The Centers for Medicare & Medicaid (CMS) released its 2014 Medicare rates and regulations this week in what is informally known as the “call” letter. Recently, there has been a great deal of attention focused on the 2014 Medicare Advantage regulations—and reimbursement rates specifically. The final regulations and rate increases released Monday, April 1, 2013 were positive for Medicare Advantage, alleviating a great deal of the industry angst generated over the last two months.
CMS conducts a two-step process every year in which it releases a “pre call” letter 45-days before final regulations. The “pre call” letter serves as CMS’ “Advance Notice” outlining its proposed regulatory and rate changes. CMS requests and gathers comment from industry stakeholders, which it considers prior to finalizing its rate and regulation decisions.
This year’s “pre call” letter indicated that CMS’ actuarial calculations for the national annual per capita Medicare Advantage growth percentage would result in a reduction in Medicare Advantage reimbursement rates of 2.2%1. These original actuarial calculations reflected falling Medicare costs and utilization plus the negative impact of the Physician Fee Schedule reduction—also known as the Sustainable Growth Rate, or in the vernacular as “the Doc Fix”. These two factors translated into a projected overall reduction in Medicare Advantage reimbursement rates.

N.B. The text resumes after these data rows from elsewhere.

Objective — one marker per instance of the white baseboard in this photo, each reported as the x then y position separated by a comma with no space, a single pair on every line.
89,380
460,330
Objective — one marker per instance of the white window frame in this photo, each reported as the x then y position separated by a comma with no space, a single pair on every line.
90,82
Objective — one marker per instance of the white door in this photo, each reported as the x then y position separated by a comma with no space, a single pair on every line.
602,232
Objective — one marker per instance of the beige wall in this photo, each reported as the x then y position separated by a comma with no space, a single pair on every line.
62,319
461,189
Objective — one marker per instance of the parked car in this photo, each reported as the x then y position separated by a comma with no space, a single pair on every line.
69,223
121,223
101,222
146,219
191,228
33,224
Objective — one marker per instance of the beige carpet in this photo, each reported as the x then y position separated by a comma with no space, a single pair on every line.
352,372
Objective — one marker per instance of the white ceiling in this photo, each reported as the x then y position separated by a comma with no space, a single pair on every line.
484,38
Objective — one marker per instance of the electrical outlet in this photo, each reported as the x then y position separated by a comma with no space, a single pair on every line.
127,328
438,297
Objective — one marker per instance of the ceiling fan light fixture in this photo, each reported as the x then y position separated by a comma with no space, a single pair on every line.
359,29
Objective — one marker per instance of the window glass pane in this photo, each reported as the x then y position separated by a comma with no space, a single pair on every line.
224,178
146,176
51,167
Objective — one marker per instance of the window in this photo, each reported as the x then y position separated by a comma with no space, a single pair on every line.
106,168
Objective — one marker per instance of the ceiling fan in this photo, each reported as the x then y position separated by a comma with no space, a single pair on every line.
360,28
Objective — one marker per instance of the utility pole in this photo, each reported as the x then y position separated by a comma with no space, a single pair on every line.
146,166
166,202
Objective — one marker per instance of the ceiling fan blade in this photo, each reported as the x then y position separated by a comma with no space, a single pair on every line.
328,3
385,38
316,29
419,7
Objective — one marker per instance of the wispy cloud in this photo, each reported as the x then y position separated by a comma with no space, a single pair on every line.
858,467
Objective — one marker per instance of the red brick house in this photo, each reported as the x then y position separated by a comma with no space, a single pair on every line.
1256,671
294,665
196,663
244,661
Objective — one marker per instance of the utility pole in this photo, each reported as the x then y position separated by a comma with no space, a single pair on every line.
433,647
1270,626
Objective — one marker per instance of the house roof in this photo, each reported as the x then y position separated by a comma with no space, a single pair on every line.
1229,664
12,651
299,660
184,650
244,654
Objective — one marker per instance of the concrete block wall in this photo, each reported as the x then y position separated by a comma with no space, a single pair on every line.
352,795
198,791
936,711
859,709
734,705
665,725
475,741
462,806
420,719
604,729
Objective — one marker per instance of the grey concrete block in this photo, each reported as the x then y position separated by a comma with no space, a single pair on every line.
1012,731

An outpouring of industry and Congressional reaction expressed concern that the rate reduction, coupled with the ACA-based phased Medicare Advantage reimbursement reductions, would destabilize the program. The strong reaction to the proposed rate reduction reflected the growing influence of Medicare Advantage enrollment, which has increased 25% since the adoption of ACA and is likely to continue on this growth trajectory with the aging of the Baby Boomers.2 As a result of the industry response to the Advance Notice, CMS decided to include a revised calculation of the “Doc Fix.” The final CMS regulation includes a new algorithm for maintaining the Physician Fee Schedule, improving the projected annual Medicare Advantage rate change from a cut of 2.3% to an increase of 3.3%.
We view the inclusion of a new method for calculating the “Doc Fix” as a positive, long-term result for Medicare Advantage. This new methodology will support the long-term financial sustainability of the program and avoid the annual “eleventh hour” legislative correction that has occurred in recent years.
Our position remains that Medicare Advantage is a good strategic option in the face of ACA-based reductions in Medicare Fee-for-Service reimbursement, the expansion of Medicaid and the introduction of the Commercial Insurance Exchanges. Medicare Advantage continues to offer providers more control over financial performance through the ability to affect both the revenue and the cost side of the reimbursement model.
As the industry evolves toward population health and value-based contracting, and away from fee-for-service reimbursement, Medicare Advantage along with Employee Health Plans and Commercial Exchanges are products that offer an opportunity to leverage health system assets and to move up the revenue stream and deliver sustainable margins.